А Филипп Гуарайн, которого Небеса наделили грубоватой внешностью, но не лишили ни наблюдательности, ни здравого смысла, в свою очередь не отводил взгляда от Видаля, стараясь разгадать смысл живого интереса, светившегося в глазах менестреля; и все же не мог понять, были ли это сочувствующие глаза верного слуги, огорченного дурными вестями, какие он вынужден сообщить господину, или глаза палача, который занес над своей жертвой нож, но медлит, ибо выбирает место, где его удар причинит более всего мучений. Помня прежние свои подозрения, Гуарайн был склонен видеть именно второе; и чувство это настолько в нем возобладало, что ему хотелось взмахнуть своим посохом и сразить слугу, который наслаждался муками господина и стремился их продлить.

Наконец по лицу коннетабля пробежала болезненная судорога; и Гуарайн, видя, что губы Видаля кривятся сардонической усмешкой, не смог дольше сдерживаться и крикнул:

— Видаль, ты…

— Да, я принес дурные вести, — прервал его Видаль, — а потому я ненавистен каждому — глупцу, не умеющему отличать виновника беды от того, кто вынужден доставить о ней известие.

— К чему такое промедление? — спросил коннетабль. — Ну, менестрель, я избавлю тебя от твоей тяжкой обязанности… Что, Эвелина отказалась от меня?
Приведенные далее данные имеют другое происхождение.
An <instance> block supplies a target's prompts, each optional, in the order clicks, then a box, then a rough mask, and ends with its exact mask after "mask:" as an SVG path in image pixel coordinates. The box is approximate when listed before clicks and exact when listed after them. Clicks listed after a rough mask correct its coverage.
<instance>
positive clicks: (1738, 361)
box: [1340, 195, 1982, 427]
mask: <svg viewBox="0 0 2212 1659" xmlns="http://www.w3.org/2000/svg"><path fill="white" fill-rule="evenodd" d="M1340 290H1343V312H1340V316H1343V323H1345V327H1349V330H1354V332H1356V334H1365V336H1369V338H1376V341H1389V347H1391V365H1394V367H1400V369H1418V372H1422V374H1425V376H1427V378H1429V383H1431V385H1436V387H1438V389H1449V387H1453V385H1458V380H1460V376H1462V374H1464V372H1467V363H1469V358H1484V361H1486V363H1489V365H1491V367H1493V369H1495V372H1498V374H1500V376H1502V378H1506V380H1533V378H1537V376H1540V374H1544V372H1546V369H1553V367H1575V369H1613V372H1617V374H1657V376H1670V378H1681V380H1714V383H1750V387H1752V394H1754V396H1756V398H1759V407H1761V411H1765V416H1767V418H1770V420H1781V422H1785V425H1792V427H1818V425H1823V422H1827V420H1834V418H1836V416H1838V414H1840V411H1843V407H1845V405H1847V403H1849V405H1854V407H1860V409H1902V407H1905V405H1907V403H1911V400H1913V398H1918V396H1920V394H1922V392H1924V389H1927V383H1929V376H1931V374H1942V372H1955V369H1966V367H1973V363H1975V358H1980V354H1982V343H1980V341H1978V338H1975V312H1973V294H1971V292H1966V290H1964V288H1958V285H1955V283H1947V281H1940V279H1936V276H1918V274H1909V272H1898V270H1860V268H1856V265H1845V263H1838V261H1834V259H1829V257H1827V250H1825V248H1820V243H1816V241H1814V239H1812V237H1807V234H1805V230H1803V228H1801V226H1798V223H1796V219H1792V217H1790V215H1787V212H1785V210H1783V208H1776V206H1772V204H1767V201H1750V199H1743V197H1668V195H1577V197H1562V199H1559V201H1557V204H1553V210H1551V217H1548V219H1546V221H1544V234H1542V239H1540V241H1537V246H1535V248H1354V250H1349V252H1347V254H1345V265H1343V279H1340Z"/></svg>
Позабыла?

Менестрель подтвердил это низким поклоном.

Хьюго де Лэси прошелся вдоль каменного саркофага, силясь побороть глубокое волнение.

— Я прощаю ей! — сказал он. — Но почему я говорю: прощаю? Увы! Мне нечего ей прощать. Она всего лишь воспользовалась правом, которое я сам ей предоставил. Срок нашего обручения истек… Она услышала о моих потерях… о моих поражениях… о крушении моих надежд и утрате состояния. И воспользовалась первой возможностью, какую дает ей закон, чтобы разорвать помолвку с человеком, лишившимся и богатства, и славы. Многие девушки поступили бы так же; это подсказало бы им благоразумие, но… этих девушек не звали бы Эвелиной Беренжер.

Он оперся о руку своего оруженосца и на миг склонил голову на его плечо, взволнованный сильнее, чем Гуарайн когда-либо видел; неуклюже пытаясь утешать своего господина, верный оруженосец посоветовал ему «мужаться, ведь потерял он всего лишь женщину».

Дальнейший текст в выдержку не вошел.